The first sample image is an RGB image which truly reflects the information of the target, the RGB image comprises three channels, and the pixel values of the pixel points comprise values corresponding to the three channels respectively. In order to detect an object of interest in an image, it is generally required to label the object of interest in a first sample image, where the object of interest is a target, and the target may be an object existing in a solid body such as a vehicle, a pedestrian, and the like, and in general, the target is a movable object such as a vehicle. The first sample image contains a plurality of already labeled images, which can be aerial images, images shot by a camera, and any images including objects, wherein the labeled objects in the images are complete and the image size is the same in order to ensure the quality of the images. Considering that too many first sample images may reduce the efficiency of training the neural network, and too few first sample images may affect the accuracy of the trained neural network, the data amount of the first sample images should be appropriate to train the neural network quickly and obtain a neural network for target detection with higher accuracy. In consideration of the fact that a large amount of information without reference value or with small reference value exists in the image, in order to further improve the operation efficiency, the influence of the information without reference value or with small reference value on target detection is reduced by unifying the pixel values of the information without reference value or with small reference value of the first image sample. For example, taking a target as a vehicle and several images including the vehicle as an example, for each image, the vehicle and the road on which the vehicle is located have a large reference value, and the vehicles and other objects in the area outside the road on which the vehicle is located have a small reference value, here, the area outside the road on which the vehicle is located is subjected to pixel value unification processing, and the complete vehicle on the road on which the vehicle is located is labeled, so as to obtain a first image sample.

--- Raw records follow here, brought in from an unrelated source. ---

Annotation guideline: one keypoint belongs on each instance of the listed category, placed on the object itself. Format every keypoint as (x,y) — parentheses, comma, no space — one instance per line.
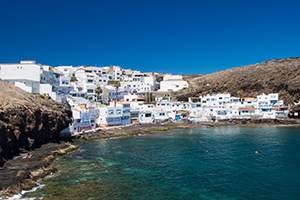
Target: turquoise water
(201,163)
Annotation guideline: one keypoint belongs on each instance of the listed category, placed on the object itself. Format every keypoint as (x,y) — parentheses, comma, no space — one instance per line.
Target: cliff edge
(27,121)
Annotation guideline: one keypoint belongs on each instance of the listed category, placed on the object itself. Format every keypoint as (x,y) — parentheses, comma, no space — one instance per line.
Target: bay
(230,162)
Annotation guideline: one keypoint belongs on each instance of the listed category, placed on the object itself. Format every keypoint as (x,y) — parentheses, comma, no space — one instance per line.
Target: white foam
(18,196)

And 102, performing pixel value transformation on a pre-labeled target in the first sample image according to a target pixel value distribution function to determine a second sample image.

In order to obtain the target which is not easy to adhere, pixel value conversion is carried out on the target in the image to change the original pixel value of the pixel point of the target, so that the detected target is expressed in a simpler and clearer mode. The pixel value transformation refers to a method for changing the pixel value of each pixel point in the source image point by point according to a certain transformation relation under a certain condition.

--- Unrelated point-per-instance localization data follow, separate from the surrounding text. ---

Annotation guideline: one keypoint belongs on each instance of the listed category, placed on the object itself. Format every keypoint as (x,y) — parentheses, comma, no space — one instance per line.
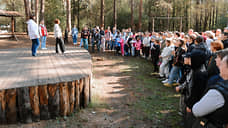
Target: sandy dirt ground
(113,95)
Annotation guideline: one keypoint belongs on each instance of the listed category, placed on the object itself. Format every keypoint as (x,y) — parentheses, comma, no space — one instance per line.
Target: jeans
(112,44)
(96,42)
(35,46)
(59,43)
(85,43)
(75,39)
(174,74)
(43,41)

In this embodiment, a pixel value transformation is performed on a pre-labeled target in the first sample image based on the target pixel value distribution function to determine the second sample image. Here, the pixel value in the target pixel value distribution function is a dependent variable, and the position of the pixel point in the target is an independent variable, thereby indicating the position of the pixel point in the target and the pixel value corresponding to the position. The pixel values of the pixel points of the target in the second sample image are located in the pixel value range of the target pixel value distribution function, and the pixel value range refers to the value range of the pixel values in the target pixel value distribution function. Here, the process of performing pixel value transformation on the target in the first sample image using the target pixel value distribution function is actually a process of normalizing the pixel values, considering that the pixel values in the target pixel value distribution function are within a certain value range.

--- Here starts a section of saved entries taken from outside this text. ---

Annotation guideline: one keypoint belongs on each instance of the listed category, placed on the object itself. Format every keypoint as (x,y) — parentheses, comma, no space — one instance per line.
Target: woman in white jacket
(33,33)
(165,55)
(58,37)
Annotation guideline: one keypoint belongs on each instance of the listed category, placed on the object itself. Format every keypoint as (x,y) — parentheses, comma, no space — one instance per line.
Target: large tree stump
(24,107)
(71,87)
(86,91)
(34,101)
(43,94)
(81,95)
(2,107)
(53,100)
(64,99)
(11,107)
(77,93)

In the prior art, only unified processing is usually performed on the pixel values of detected targets, that is, the pixel values of the targets are the same, but when the targets are stuck, the processing of the unified pixel values cannot reflect the difference of the pixel values of the targets, so that a plurality of stuck targets are clustered into one target. The target edge is an important feature for distinguishing different targets, the target edge refers to the edge of a target, in order to ensure that the target after pixel value conversion can more accurately reflect the difference of the pixel values of the target, meanwhile, the target center is a key point for determining the position of the target and refers to the center of the target, considering that the construction of a target pixel value distribution function needs to take a reference point as a reference, and the target center and the target edge correspond to a complete target based on the region between the target center and the target edge, so that the target pixel value distribution function is determined based on the target center preset pixel value and the target edge preset pixel value, and the original pixel values from the target center to the target edge are mapped to a target pixel value conversion function so as to comprehensively convert the pixel values of a plurality of pixel points in the target. The target center preset pixel value refers to a preset pixel value of a pixel point of the target center. Considering that the target edge corresponds to a plurality of pixel points, the distance value from the pixel point at the target center to the pixel point at the target edge is a plurality of, in order to completely reflect the pixel value distribution of the pixel point at the target, the preset pixel value at the target edge refers to the preset pixel value of the pixel point at the target edge farthest from the target center, where the color corresponding to the pixel value is artificially set, for example, the color corresponding to the pixel value of 1 may be set to be white, and the color corresponding to the pixel value of 0 may be black. The target edge default pixel value and the target center default pixel value are preset.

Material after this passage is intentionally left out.